A NOTE has been added to this issue. 
====================================================================== 
https://www.austingroupbugs.net/view.php?id=1942 
====================================================================== 
Reported By:                dwheeler
Assigned To:                ajosey
====================================================================== 
Project:                    1003.1(2024)/Issue8
Issue ID:                   1942
Category:                   Shell and Utilities
Type:                       Enhancement Request
Severity:                   Objection
Priority:                   normal
Status:                     Under Review
Name:                       David A. Wheeler 
Organization:                
User Reference:             diff 
Section:                    diff 
Page Number:                1 
Line Number:                1 
Interp Status:              --- 
Final Accepted Text:         
====================================================================== 
Date Submitted:             2025-08-31 22:16 UTC
Last Modified:              2025-10-05 00:19 UTC
====================================================================== 
Summary:                    Add common options to diff
====================================================================== 

---------------------------------------------------------------------- 
 (0007283) dwheeler (reporter) - 2025-10-05 00:19
 https://www.austingroupbugs.net/view.php?id=1942#c7283 
---------------------------------------------------------------------- 
Here are the questions and my attempted answers, followed by partially-updated
proposal for diff. This is NOT a completed proposal; I just wanted to share my
progress so far. That said, any comments on this work-in-progress is
appreciated.

My baseline is the POSIX 2024 diff specification visible at:
https://pubs.opengroup.org/onlinepubs/9799919799/utilities/diff.html and the
proposals are here at https://www.austingroupbugs.net/view.php?id=1942

My proposal adds the following options to diff:
<pre>
-a (all files as text),
-B (blank lines ignored), 
-d (aggressive diffing),
-i (ignore case difference),
-I regexp (ignore these lines),
-N (missing is new),
-q (brief report if differ),
-s (report if same),
-T (tabs),
-w (whitespace),
-x pattern (exclude files),
-X file (exclude patternfile).
</pre>

I've learned that the -T option has some fiddly details to be addressed that are
not fully addressed here (yet).

Regarding the questions raised:

1. If standard input is an input (e.g., "-"), what filename is reported? Is it
"(standard input)" everywhere, or something else? Ideally there would be a
standard answer, and if not, it should be clearly noted that it may vary by
implementation. I'll need to see what implementations do in this case.
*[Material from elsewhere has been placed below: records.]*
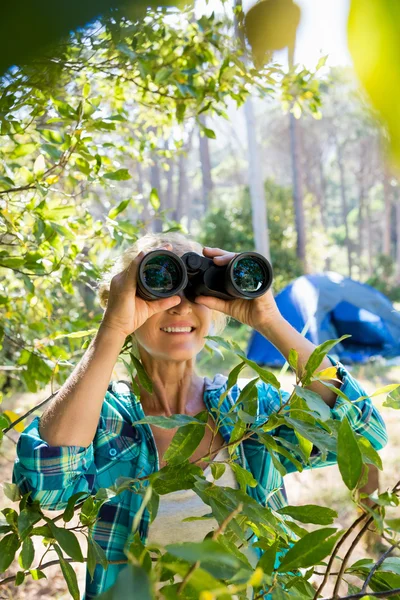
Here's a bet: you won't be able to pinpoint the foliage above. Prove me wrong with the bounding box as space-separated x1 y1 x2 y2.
0 338 400 600
0 5 296 392
348 0 400 166
199 179 302 291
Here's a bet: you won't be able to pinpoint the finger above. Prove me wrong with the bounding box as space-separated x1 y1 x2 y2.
203 246 227 256
213 252 236 266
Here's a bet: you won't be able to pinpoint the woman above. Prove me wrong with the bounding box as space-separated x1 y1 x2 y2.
13 233 387 600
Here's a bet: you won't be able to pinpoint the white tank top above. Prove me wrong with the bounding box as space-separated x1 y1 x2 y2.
147 448 258 598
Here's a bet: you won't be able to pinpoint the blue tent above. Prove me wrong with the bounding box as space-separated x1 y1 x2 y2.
247 271 400 367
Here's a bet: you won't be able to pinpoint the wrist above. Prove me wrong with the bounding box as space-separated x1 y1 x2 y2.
254 312 288 339
98 321 128 345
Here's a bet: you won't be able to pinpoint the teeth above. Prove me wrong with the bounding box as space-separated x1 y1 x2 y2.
161 327 193 333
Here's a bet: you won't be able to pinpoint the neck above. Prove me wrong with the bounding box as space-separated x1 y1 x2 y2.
135 348 204 417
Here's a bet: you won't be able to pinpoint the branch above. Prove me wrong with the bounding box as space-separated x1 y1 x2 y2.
322 588 400 600
0 550 128 585
333 517 374 598
361 542 400 592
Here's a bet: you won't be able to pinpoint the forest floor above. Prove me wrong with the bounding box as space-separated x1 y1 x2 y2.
0 364 400 600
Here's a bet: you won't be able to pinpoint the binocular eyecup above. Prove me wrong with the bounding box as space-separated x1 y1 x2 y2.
137 250 273 302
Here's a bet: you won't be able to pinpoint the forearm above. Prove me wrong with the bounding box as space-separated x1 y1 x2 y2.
258 317 340 408
39 324 125 447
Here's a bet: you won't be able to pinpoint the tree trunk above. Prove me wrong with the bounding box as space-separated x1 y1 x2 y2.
234 0 271 261
317 155 328 231
396 198 400 284
335 138 353 277
357 144 366 279
365 198 373 277
383 166 392 256
288 45 307 273
289 113 307 273
136 161 151 227
165 158 175 219
199 115 213 213
244 98 271 260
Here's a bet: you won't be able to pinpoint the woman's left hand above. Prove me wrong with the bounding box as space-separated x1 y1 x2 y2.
195 247 282 332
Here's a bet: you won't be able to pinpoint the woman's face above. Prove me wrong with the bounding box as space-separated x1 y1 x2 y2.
135 291 212 362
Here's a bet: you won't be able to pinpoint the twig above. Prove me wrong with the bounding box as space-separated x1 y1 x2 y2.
313 481 400 600
333 517 374 598
361 542 400 592
322 588 400 600
178 560 200 596
3 389 60 433
0 550 128 585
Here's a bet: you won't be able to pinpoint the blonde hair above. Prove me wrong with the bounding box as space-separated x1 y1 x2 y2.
97 231 229 352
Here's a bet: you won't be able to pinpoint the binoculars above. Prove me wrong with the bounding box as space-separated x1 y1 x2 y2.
136 250 273 302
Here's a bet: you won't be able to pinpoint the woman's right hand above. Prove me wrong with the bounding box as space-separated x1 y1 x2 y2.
102 244 181 337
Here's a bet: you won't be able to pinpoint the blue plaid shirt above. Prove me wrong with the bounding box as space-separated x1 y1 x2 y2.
12 359 387 600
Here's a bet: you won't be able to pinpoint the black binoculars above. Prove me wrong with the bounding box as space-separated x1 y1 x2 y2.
136 250 273 302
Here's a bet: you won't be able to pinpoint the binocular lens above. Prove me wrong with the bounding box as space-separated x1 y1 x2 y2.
143 255 181 293
232 258 267 293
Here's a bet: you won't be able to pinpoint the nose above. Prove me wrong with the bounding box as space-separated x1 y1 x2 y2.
168 290 192 315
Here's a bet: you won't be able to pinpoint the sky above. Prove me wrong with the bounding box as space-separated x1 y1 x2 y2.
196 0 351 69
282 0 351 67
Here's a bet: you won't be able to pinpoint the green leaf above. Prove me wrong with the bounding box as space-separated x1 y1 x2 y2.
211 462 226 481
357 435 383 471
49 521 84 562
82 81 90 98
63 492 87 523
33 154 46 179
0 482 21 502
315 54 328 71
103 169 132 181
278 527 343 573
0 533 20 573
108 199 131 219
165 539 240 567
54 544 80 600
87 534 108 579
257 542 278 575
382 387 400 410
302 335 351 385
285 417 337 452
15 571 25 585
175 102 186 123
18 508 42 539
149 188 160 211
337 417 363 490
277 504 338 525
347 0 400 164
29 569 47 581
164 418 208 465
150 462 203 495
231 463 257 492
288 348 299 373
294 385 332 421
18 537 35 569
79 496 100 525
201 127 217 140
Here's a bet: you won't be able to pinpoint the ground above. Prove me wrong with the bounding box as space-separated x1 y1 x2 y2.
0 363 400 600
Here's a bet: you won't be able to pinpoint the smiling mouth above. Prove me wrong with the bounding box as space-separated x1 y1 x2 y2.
160 327 196 335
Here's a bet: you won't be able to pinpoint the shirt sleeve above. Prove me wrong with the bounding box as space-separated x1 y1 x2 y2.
260 355 388 473
12 417 96 510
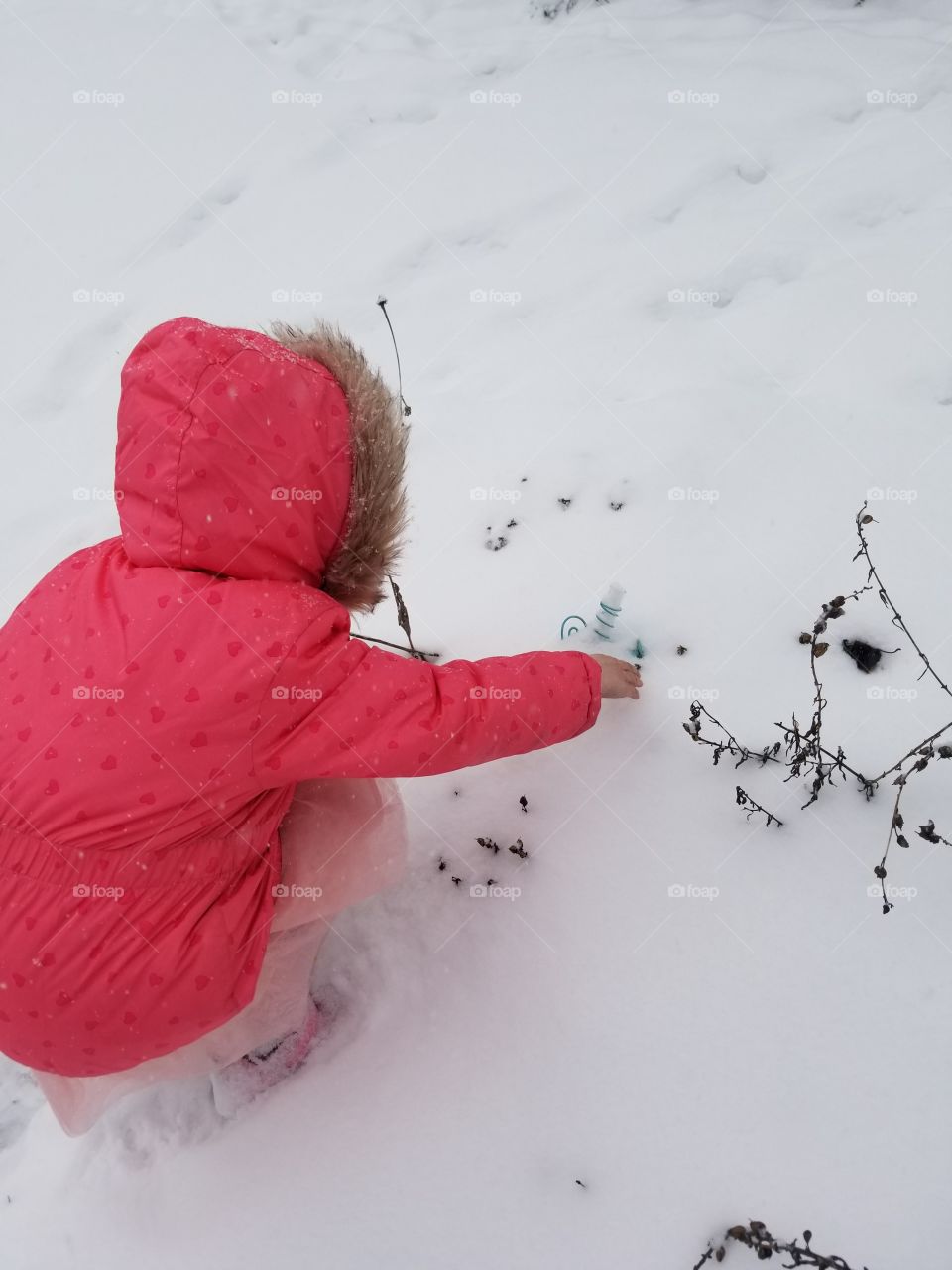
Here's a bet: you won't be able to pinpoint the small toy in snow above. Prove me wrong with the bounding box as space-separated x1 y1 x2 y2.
561 583 645 661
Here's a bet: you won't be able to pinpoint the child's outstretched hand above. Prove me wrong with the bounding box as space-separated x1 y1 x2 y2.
594 653 641 701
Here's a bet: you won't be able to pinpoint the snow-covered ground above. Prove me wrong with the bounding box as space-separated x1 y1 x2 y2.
0 0 952 1270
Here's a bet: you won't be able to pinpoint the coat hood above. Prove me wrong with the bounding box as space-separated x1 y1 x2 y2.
115 318 408 611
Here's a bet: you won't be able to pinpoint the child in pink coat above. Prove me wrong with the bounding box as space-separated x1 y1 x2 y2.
0 318 640 1133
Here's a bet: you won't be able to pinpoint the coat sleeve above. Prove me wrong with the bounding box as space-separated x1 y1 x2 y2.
254 611 602 788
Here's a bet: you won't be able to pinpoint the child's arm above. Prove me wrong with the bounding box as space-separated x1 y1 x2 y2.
254 622 640 786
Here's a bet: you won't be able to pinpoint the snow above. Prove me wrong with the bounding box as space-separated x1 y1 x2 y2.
0 0 952 1270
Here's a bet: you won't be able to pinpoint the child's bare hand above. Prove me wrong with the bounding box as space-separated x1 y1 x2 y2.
595 654 641 701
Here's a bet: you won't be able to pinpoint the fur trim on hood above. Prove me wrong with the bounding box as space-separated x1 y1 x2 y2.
272 322 409 612
115 318 408 611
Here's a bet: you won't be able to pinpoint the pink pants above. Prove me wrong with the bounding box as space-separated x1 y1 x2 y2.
35 780 407 1135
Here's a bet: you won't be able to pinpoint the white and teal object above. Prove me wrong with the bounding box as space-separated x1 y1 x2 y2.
561 581 645 661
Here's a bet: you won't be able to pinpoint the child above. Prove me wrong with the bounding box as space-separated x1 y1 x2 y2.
0 318 640 1133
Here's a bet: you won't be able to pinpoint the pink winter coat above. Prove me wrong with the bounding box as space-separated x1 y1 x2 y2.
0 318 599 1076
The current spec already says for -c or -C, "The pathname written for standard
input is unspecified." It also already says that for -u or -U, "Each <file>
field shall be the pathname of the corresponding file being compared, or the
single character '-' if standard input is being compared." I don't intend to
change that.

So I think the key issue is the new -q and -s options for "-". I determined that
"-" appears to be the answer in implementations.

It's also important to determine if locale matters. I also installed the French
(fr_FR.UTF-8) on my Debian system to further test the GNU and Busybox versions,
and I saw no differences.

Here is my justification.

I ran this to test -q on Linux (GNU), Busybox, and FreeBSD:

<pre>
seq 1 30 > seq1-30.txt
export LANG=fr_FR.UTF-8
export LC_ALL=fr_FR.UTF-8
seq 1 25 | diff -q - seq1-30.txt 2> /dev/null
</pre>

This produced exactly "Files - and seq1-30.txt differ"
on GNU diff, Busybox diff ("busybox diff..."), and FreeBSD diff -
even in the French locale.

To test -s, I ran:
<pre>
seq 1 30 | diff -s - seq1-30.txt 2> /dev/null
</pre>

This produced exactly "Files - and seq1-30.txt are identical"
on GNU diff, Busybox diff, and FreeBSD diff, even in the French locale.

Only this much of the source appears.